Post n°862 pubblicato il 14 Luglio 2012 da sagredo58
Qui nel Virtuale, come nel Reale, ho un difetto che altri chiama virtu, appaio per quello che sono, Marco, persona vera abitante a Roma, essere un nick non fa per me. Questo genera crudezza ed asperità, non sono molto disposto al farmi rompere le palle, A tollerare la stupidità. Questo intriga molto di piu della creazione di un Avatar, definisce anticipatamente le regole dell'interazione. Rilassa le donne, gli uomini passano silenti (con l'eccezione di Francesco, assiduo lettore), Infatti le uniche che interagiscono sono a centinaia di chilometri di distanza.
Post n°861 pubblicato il 14 Luglio 2012 da sagredo58
Un blog per definizione significa esibizione e ricerca di interazione, per questo dovrebbe esporre fantasia.
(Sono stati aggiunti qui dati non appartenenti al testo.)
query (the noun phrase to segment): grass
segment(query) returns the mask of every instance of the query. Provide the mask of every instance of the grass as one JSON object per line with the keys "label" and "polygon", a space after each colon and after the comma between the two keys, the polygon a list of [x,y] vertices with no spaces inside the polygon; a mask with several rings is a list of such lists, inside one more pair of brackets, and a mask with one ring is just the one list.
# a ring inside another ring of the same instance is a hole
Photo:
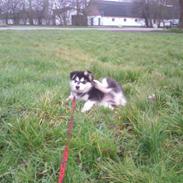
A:
{"label": "grass", "polygon": [[78,69],[116,79],[128,105],[77,103],[65,182],[182,182],[182,35],[107,31],[0,32],[0,182],[57,182]]}

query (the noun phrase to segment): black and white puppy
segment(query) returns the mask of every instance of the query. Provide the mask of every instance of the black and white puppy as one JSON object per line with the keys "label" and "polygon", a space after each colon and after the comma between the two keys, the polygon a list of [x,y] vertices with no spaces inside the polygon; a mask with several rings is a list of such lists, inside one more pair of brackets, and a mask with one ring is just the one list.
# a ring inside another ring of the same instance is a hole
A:
{"label": "black and white puppy", "polygon": [[89,111],[94,105],[113,109],[115,106],[125,106],[127,101],[122,87],[110,78],[102,81],[94,80],[90,71],[74,71],[70,73],[71,94],[67,100],[74,97],[85,101],[81,112]]}

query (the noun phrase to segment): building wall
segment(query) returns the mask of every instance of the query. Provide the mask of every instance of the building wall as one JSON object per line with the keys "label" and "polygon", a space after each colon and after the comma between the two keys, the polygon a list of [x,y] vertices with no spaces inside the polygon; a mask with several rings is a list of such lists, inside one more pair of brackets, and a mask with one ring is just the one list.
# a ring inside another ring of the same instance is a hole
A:
{"label": "building wall", "polygon": [[129,17],[88,17],[88,25],[90,26],[145,26],[145,20],[142,18]]}

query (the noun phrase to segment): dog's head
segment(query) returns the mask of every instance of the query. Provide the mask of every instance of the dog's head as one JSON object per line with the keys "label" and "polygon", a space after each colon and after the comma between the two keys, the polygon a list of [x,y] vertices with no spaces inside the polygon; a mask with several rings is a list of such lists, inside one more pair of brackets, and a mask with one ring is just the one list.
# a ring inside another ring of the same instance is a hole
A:
{"label": "dog's head", "polygon": [[76,93],[87,93],[92,87],[93,75],[90,71],[74,71],[70,73],[71,90]]}

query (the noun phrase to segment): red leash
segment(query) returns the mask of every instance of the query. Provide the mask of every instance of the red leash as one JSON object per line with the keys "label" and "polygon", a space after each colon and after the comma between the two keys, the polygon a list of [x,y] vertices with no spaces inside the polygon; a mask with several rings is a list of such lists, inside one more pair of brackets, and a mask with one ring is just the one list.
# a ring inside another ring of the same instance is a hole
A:
{"label": "red leash", "polygon": [[58,183],[62,183],[64,180],[64,176],[65,176],[65,171],[67,168],[67,161],[68,161],[68,157],[69,157],[69,141],[71,139],[72,136],[72,130],[74,127],[74,111],[76,108],[76,99],[74,98],[72,100],[72,110],[71,110],[71,117],[68,123],[68,128],[67,128],[67,144],[65,145],[64,148],[64,152],[63,152],[63,156],[62,156],[62,160],[60,163],[60,173],[59,173],[59,179],[58,179]]}

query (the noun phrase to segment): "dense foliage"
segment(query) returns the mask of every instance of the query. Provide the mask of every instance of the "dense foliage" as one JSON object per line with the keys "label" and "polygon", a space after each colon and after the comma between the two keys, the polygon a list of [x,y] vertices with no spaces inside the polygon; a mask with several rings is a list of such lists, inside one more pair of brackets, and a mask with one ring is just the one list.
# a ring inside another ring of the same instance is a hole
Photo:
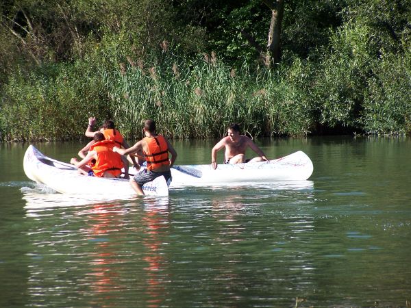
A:
{"label": "dense foliage", "polygon": [[282,0],[271,67],[266,2],[3,1],[0,140],[411,132],[411,0]]}

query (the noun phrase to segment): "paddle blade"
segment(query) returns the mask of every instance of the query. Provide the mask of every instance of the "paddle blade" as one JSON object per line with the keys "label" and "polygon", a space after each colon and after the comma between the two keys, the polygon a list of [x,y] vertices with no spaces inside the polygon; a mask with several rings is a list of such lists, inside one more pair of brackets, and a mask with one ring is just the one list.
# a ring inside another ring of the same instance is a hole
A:
{"label": "paddle blade", "polygon": [[173,168],[179,170],[179,172],[191,175],[192,177],[201,177],[203,176],[203,172],[195,168],[186,167],[183,166],[174,166]]}

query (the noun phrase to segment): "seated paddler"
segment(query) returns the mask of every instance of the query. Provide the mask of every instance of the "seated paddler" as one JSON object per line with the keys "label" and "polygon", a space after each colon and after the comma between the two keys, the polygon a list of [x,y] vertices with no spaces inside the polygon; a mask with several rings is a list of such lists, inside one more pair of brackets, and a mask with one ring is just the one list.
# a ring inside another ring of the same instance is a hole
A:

Il tema su cui interagire lo definisce il lettore, che lo sceglie lasciando un commento, inviando un messaggio, non il blogger che i temi si limita a proporli. Sarà etica?
Post n°860 pubblicato il 14 Luglio 2012 da sagredo58
E' bello non capire l'azione sul corpo dell'altro esercitata con gli oggetti più semplici, come un cucchiaio che può sembrare:
Giocare con una donna bendata ed un cucchiaio, aggiungendoci il caldo e il freddo, immergendolo alternativamente in due bicchieri pieni d'acqua a diverse temperature, intrigante e divertente, Questo mi è mancato questa notte.